Она ворошила самые далекие страницы прошлого, хранившиеся в тайниках ее неиссякаемой памяти. Она рассказывала нам о крике пролетных канадских казарок[11], о том, как они, сложив свои мощные крылья, отдыхали на поверхности озера, о том, как тучи крякв и других диких уток закрывали собой небо в час заката, когда птицы поднимались с болот. За плотиной, построенной бобрами, ручей кишел огромными форелями. В течение нескольких мгновений они отдыхали, набирая силы для того, чтобы одним броском переправиться через плотину в более спокойную часть ручья. Когда речь шла о бобрах, она, втягивая в себя воздух и прищелкивая языком, имитировала шумные удары их хвостов по прохладной поверхности вечерней заводи. Она пыталась с помощью жестов дать нам представление о норах ондатры на берегу ручья, о том, как греются на солнце, забравшись на хатки, построенные бобрами, пушистые норки и выдры.
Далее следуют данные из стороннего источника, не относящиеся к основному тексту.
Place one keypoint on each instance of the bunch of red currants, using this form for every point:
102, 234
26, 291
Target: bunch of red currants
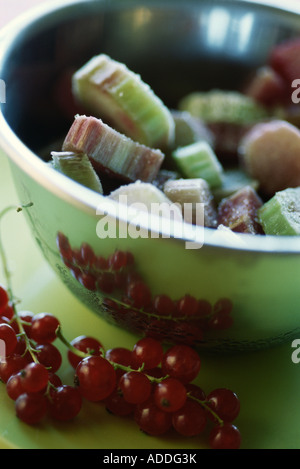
153, 385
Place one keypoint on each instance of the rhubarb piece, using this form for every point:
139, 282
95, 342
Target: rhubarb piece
285, 60
163, 176
112, 152
198, 160
78, 167
268, 88
112, 92
281, 214
196, 200
239, 211
234, 179
228, 115
190, 129
270, 153
144, 196
220, 106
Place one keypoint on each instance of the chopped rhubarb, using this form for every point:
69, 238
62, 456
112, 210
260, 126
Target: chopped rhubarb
239, 211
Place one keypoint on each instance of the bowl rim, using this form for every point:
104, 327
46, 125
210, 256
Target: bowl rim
90, 202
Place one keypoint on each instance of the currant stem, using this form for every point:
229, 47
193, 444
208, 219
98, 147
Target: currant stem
207, 408
9, 288
116, 365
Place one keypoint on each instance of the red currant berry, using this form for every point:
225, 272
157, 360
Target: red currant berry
11, 365
135, 387
148, 352
96, 378
49, 356
43, 328
31, 408
14, 386
195, 391
65, 403
120, 355
9, 337
85, 344
34, 377
224, 403
170, 395
4, 299
225, 436
181, 362
190, 420
26, 318
151, 420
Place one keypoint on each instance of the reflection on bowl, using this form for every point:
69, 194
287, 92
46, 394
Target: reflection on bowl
221, 295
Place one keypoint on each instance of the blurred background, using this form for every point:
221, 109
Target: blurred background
9, 10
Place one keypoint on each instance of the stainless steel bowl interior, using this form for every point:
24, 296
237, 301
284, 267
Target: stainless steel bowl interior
176, 46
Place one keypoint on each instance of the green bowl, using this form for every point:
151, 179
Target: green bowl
176, 47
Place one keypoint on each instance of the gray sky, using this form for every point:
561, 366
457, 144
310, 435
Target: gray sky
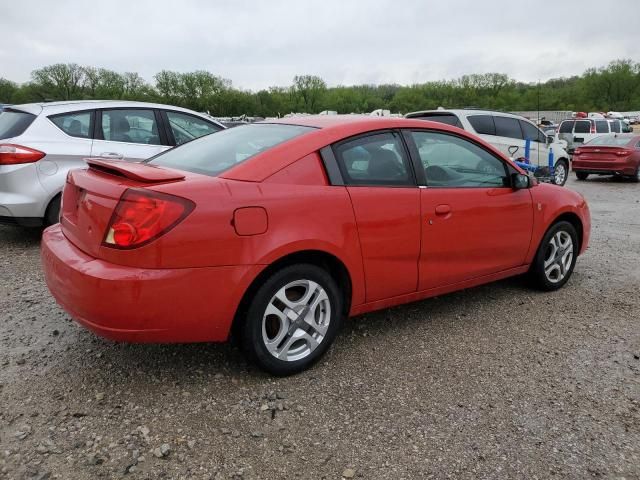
257, 44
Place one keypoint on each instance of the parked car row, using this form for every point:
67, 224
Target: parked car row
40, 143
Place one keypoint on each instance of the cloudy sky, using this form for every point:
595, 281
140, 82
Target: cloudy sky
257, 44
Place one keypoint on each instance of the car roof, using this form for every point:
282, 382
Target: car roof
327, 129
465, 112
49, 108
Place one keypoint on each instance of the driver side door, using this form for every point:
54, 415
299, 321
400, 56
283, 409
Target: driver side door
473, 222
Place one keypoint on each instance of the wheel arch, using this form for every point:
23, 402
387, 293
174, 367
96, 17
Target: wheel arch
329, 262
574, 220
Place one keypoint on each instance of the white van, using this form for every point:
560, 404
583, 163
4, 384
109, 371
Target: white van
506, 132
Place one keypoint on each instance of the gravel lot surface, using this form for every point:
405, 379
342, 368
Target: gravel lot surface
493, 382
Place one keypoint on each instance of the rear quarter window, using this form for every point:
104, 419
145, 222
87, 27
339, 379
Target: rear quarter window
14, 123
602, 126
507, 127
482, 124
566, 127
214, 154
Однажды, примостившись у костра и рассматривая морщинистое лицо старой индианки, я сказал:
— Теперь, Лала, нет форелей, только чукучаны[12] да рыба-скво[13]. И теперь индейцы больше не приносят в лавку шкурки бобров.
Она покачала головой. Ее костлявые пальцы нащупали мою руку и впились мне в тело. Подняв на меня свои невидящие глаза, она быстро сказала:
— Ничто теперь нету. — Она слегка ослабила пальцы и внезапно спросила: — Почему, знай?
Я немного подумал и наугад спросил: «Из-за бобров?» — «Айя, бобер!» — ответила она.
Я наполнил ее трубку табаком, который принес из лавки, передал Лале и поднял горящий прутик. Лала взяла в рот черенок трубки, глубоко затянулась, задержала дым во рту и затем стала медленно выдыхать его.
— Когда белый люди ходи нету, — продолжала она объяснять мне, — индеец убей бобер, когда мясо надо, одеяло, шкура надо. Мало убей. Много бобер в ручей есть. Белый люди ходи, табак дай, сахар дай, плохой вода дай, когда индеец бобер шкура носи. Индеец сумасшедший ходи. Весь бобер убей в ручей.
Ее пальцы снова вонзились мне в руку. Хриплым голосом она спросила:
— Почему белый люди индеец скажи нету: «Немного бобер оставляй надо, маленький бобер второй год ходи». Почему белый люди скажи нету. «Бобер нету, вода нету?» Вода есть, форель есть, мех есть, трава есть.
И после минутного раздумья она сказала:
— Почему ты ходи к ручей нету, почему ты пускай опять бобер в ручей нету? Ты молодой, охота, капкан люби. Ручей есть, много бобер опять есть, форель ходи опять. Утка, гусь ходи опять, большой болото полны ондатра опять, как когда моя маленький девочка есть. Айя! Почему ты и Лили ходи к ручей нету? Почему ты пускай в ручей бобер нету?
Таким был разумный совет этой старой индианки, которая видела, как в ее край пришел белый человек, и делила ложе с одним из белых людей, когда ей было только пятнадцать лет, и которая умерла через двенадцать месяцев после того, как ей исполнилось сто лет, не потеряв ни одного зуба и не узнав, что такое зубная боль. Когда смерть свела ее пальцы, Лала этого не почувствовала: боль не коснулась ее старого сморщенного тела. Она умерла, как умирает старый дуб, слишком долго простоявший в лесу. Мгновение назад она спокойно отдыхала на своем соломенном тюфяке, безмятежно дымя трубкой. Когда табак перестал дымиться и чубук остыл, она бережно положила трубку на табурет у кровати и вздохнула: «Моя теперь уставай. Моя скоро спи». Вот как умерла Лала.